Tourist numbers in Lebanon have plunged by 27% over security concerns and travel restrictions from neighbouring Arab states.
The dip comes during the state’s peak season, but tourism figures were already down in 2012. Visitor numbers totalled 1.5 million last year – 2010 saw a peak of two million, before the uprising in neighbouring Syria. To date, more than 100,000 people have been killed in the conflict.
“The first six months were down by about 6.5% compared to 2012. July was down by even more, by 27%. Really, the situation is difficult. It is not catastrophic,” said Fadi Abboud, Lebanon’s caretaker minister for tourism.
Just a few years ago, tourism accounted for almost 20% of Lebanon’s GDP, but some hotels are reporting less than 10% occupancy, even in summer months.

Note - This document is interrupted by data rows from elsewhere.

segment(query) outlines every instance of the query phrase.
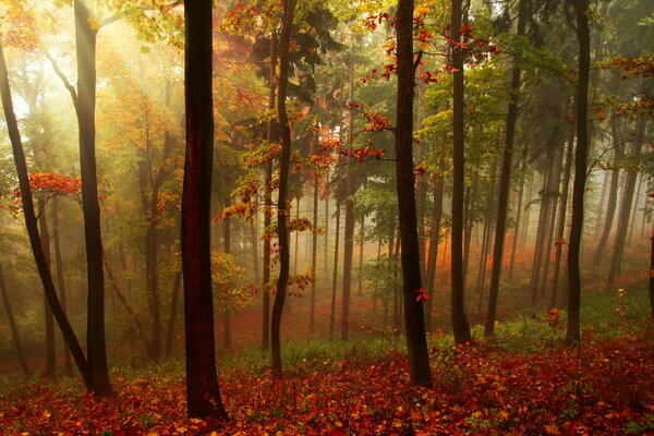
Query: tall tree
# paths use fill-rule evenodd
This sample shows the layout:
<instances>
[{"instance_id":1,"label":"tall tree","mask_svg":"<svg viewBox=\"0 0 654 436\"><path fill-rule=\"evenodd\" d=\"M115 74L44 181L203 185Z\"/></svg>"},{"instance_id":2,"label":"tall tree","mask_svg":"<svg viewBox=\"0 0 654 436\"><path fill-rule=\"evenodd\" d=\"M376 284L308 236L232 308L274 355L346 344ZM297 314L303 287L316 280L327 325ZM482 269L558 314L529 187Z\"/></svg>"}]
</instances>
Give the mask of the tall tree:
<instances>
[{"instance_id":1,"label":"tall tree","mask_svg":"<svg viewBox=\"0 0 654 436\"><path fill-rule=\"evenodd\" d=\"M519 36L524 35L526 27L526 0L520 0L518 11ZM486 324L484 336L493 336L495 332L495 316L497 314L497 298L499 294L499 276L504 258L504 244L507 230L507 210L509 205L509 192L511 187L511 165L513 160L513 140L516 137L516 121L518 120L518 92L520 89L520 75L522 71L518 59L513 60L511 70L511 90L509 96L509 110L507 111L507 123L505 130L505 144L501 157L501 173L499 177L499 199L497 203L497 222L495 225L495 243L493 246L493 269L491 270L491 291L488 294L488 310L486 312Z\"/></svg>"},{"instance_id":2,"label":"tall tree","mask_svg":"<svg viewBox=\"0 0 654 436\"><path fill-rule=\"evenodd\" d=\"M210 205L214 165L211 0L184 8L184 99L186 153L182 191L182 274L189 417L227 420L214 342Z\"/></svg>"},{"instance_id":3,"label":"tall tree","mask_svg":"<svg viewBox=\"0 0 654 436\"><path fill-rule=\"evenodd\" d=\"M398 1L396 32L398 98L395 149L409 373L413 385L431 388L432 372L423 312L426 291L422 289L421 280L413 175L413 98L416 69L413 61L413 0Z\"/></svg>"},{"instance_id":4,"label":"tall tree","mask_svg":"<svg viewBox=\"0 0 654 436\"><path fill-rule=\"evenodd\" d=\"M289 85L289 49L291 32L293 29L293 15L295 0L283 0L283 17L279 36L279 85L277 89L277 119L281 130L281 156L279 168L279 191L277 199L277 233L279 239L279 278L277 279L277 293L272 303L272 318L270 322L270 348L272 376L281 378L281 314L286 302L287 286L289 282L289 228L287 222L289 167L291 164L291 126L286 108L287 90Z\"/></svg>"},{"instance_id":5,"label":"tall tree","mask_svg":"<svg viewBox=\"0 0 654 436\"><path fill-rule=\"evenodd\" d=\"M577 88L577 150L574 153L574 184L572 185L572 219L568 245L568 326L566 342L572 344L580 338L581 277L579 252L583 230L583 197L589 155L589 74L591 70L591 40L588 0L574 1L577 39L579 41L579 82Z\"/></svg>"},{"instance_id":6,"label":"tall tree","mask_svg":"<svg viewBox=\"0 0 654 436\"><path fill-rule=\"evenodd\" d=\"M452 159L452 241L451 241L451 320L455 342L470 340L470 325L463 307L463 191L464 191L464 132L463 132L463 47L461 44L461 3L452 0L450 24L451 65L453 69L453 159Z\"/></svg>"},{"instance_id":7,"label":"tall tree","mask_svg":"<svg viewBox=\"0 0 654 436\"><path fill-rule=\"evenodd\" d=\"M32 197L32 190L29 187L29 178L27 172L27 164L25 161L25 152L23 150L23 142L21 140L21 132L19 131L19 123L13 109L13 101L11 98L11 89L9 86L9 77L7 73L7 63L4 61L4 50L2 43L0 41L0 98L2 99L2 107L4 110L4 118L7 120L7 129L9 131L9 137L11 141L11 148L16 165L16 172L19 174L19 186L21 190L21 199L23 201L23 216L25 218L25 227L29 237L29 245L32 246L32 253L36 262L39 277L44 284L44 292L48 299L52 315L63 334L63 338L70 347L77 370L82 374L84 384L88 390L95 390L95 385L90 377L90 371L88 362L80 347L80 341L75 336L71 324L61 307L59 298L57 296L57 290L50 269L48 268L48 262L43 250L43 245L38 234L38 227L36 220L36 214L34 213L34 201Z\"/></svg>"}]
</instances>

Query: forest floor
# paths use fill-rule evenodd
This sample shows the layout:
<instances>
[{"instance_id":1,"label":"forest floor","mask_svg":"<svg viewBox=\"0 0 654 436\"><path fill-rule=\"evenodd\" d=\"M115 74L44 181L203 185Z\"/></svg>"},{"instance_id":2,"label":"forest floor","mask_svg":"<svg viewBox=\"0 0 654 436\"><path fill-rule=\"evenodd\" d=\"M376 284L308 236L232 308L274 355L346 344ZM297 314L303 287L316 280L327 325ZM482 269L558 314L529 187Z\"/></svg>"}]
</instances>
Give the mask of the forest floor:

Hotels and resorts have been heavily dependent on Gulf Arab visitors, but several states have placed travel bans on Lebanon following a series of kidnappings in 2012.
Further abroad, the UK’s Foreign & Commonwealth Office (FCO), more commonly known as the Foreign Office, are currently advising against all travel to parts of the country bordering Syria, as well as the coastal city of Tripoli. Beirut and Sidon are recommended to be avoided other than for ‘essential travel’.
Iraqis, Jordanians and Egyptians have stepped in to take the lion’s share of the market, according to Abboud, with wealthy Syrians accounting for 20% of all business.